But testing proved that when you move to SIMD instructions, ULEB128 (https://github.com/kstenerud/bonjson/blob/main/bonjson.md#ty...) or sentinel values (https://github.com/kstenerud/bonjson/blob/main/bonjson.md#lo...) win every time because of the parallelization opportunities.
The true irony is that even SIMD text parsing would outperform this! SIMD is that powerful.
I spent WAYYYYYYYY too much time exploring this...
It might be slightly more instructions than some other serial VL (variable-length) integer codec choices, but overall I don't think it's more difficult.

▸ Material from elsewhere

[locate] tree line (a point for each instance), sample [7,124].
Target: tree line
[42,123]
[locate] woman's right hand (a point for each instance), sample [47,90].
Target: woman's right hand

The very efficient SIMD VL codecs tend to stripe (separate) the control and data bits, so they're in a different design space anyway.
ULEB128 works in SIMD because there's only one dependent bit per byte, so you can speculatively decode and then correct later cheaply. Bijou requires you to check the first byte and then branch based on the value using all 8 bits in the decision matrix (to handle branches 0-247, 248, 249, 250, 251, 252, 253, 254, 255). This absolutely DESTROYS any parallelization opportunities.
Not to mention that non-canonical sized ints (3, 5, 6, 7) have abysmal performance compared to unaligned 2, 4, and 8 byte reads on modern processors.
Even though decoding the lengths must be serial (since's there's no unambiguous way to differentiate a tag and data byte), it's still doable within the wider SIMD registers, so there's some theoretical efficiency gain to be had (depending on the shape of the data).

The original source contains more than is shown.